The Cancer-Diabetes Connection
Before coming to Salk, he was already interested in a possible connection between the two diseases. As a postdoctoral fellow at the Harvard Medical School, he made the unexpected discovery in 2003 that LKB1, a gene causing 30% of lung cancers and 25% of cervical cancers was directly activating the enzyme AMPK, known to modulate diabetes and metabolism.
At this point, Dr. Shaw asked himself two seminal questions: “What did a diabetes gene have to do with cancer? And did the cancer gene have anything to do with diabetes?”
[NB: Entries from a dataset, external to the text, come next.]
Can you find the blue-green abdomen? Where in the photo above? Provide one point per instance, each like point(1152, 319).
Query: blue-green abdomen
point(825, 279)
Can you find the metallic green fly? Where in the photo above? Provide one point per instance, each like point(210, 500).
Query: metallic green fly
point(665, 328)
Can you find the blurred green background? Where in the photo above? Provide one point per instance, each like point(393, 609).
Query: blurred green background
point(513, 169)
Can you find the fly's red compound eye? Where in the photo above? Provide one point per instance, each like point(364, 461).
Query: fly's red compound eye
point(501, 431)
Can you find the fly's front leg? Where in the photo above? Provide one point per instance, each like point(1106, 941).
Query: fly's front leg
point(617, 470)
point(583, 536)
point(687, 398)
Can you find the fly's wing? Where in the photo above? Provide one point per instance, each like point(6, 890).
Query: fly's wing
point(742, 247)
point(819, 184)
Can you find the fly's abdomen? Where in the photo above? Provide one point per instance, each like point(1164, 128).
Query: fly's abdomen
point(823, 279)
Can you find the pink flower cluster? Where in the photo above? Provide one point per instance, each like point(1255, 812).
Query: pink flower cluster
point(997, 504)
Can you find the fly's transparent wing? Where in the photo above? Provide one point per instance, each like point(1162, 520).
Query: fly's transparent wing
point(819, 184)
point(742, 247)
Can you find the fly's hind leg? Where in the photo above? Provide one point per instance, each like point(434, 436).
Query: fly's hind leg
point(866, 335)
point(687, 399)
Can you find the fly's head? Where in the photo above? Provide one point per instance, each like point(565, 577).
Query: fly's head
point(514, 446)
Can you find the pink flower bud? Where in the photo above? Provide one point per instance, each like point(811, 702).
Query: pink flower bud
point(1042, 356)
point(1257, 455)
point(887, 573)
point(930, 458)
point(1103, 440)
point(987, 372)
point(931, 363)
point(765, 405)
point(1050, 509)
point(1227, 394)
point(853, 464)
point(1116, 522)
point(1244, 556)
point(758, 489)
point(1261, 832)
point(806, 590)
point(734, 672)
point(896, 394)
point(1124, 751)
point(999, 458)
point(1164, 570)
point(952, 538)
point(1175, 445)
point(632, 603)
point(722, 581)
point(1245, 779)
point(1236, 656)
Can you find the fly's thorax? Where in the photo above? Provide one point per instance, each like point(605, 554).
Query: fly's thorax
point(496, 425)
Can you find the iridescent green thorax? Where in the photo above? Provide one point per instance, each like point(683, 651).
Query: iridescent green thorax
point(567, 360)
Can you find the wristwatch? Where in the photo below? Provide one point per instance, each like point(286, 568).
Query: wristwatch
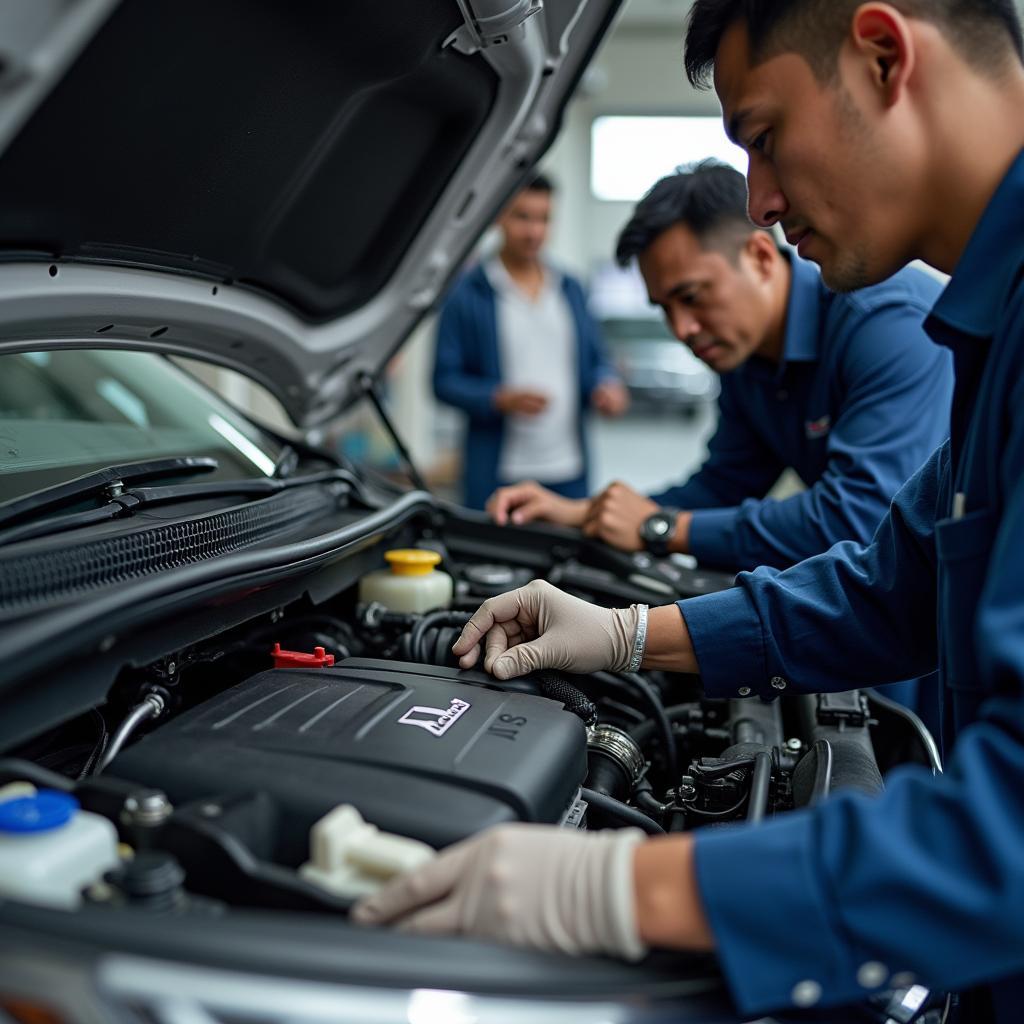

The answer turned out to be revelatory. AMPK is an ancient metabolic checkpoint that senses energy deprivation in the cells. Early in evolution, cells needed a sensor regulating their need for energy, and AMPK is found in organisms from simple yeasts to man and everything in between. AMPK responds to caloric restriction, exercise, hypoxia, low glucose, and metabolic hormones such as ghrelin or adiponectin.
In 2005, Dr. Shaw and his lab showed that metformin operates through LKB1 and AMPK to lower blood glucose. Since it is well-tolerated, it is the frontline treatment for type 2 diabetes with more than 120 million people taking it every day. However, as Dr. Shaw had postulated, at this time it was also becoming known that metformin reduces the risk of cancer in diabetic patients.
In 2008, now at Salk, Dr. Shaw and his lab discovered that AMPK directly shuts off a major oncogene called TOR, but it only does so when nutrients are low. This oncogene is the causal biochemical event in a number of human cancers, including kidney cancer, tuberous sclerosis, and LAM.
“LKB1 and AMPK act as a fuel gauge in our cells,” he explained in a recent interview, “and when energy is low, they instruct the cells to slow their metabolism. When tumor cells lack LKB1 or other parts of its pathway, they have, in effect, lost the sensor to know if their fuel levels are low.”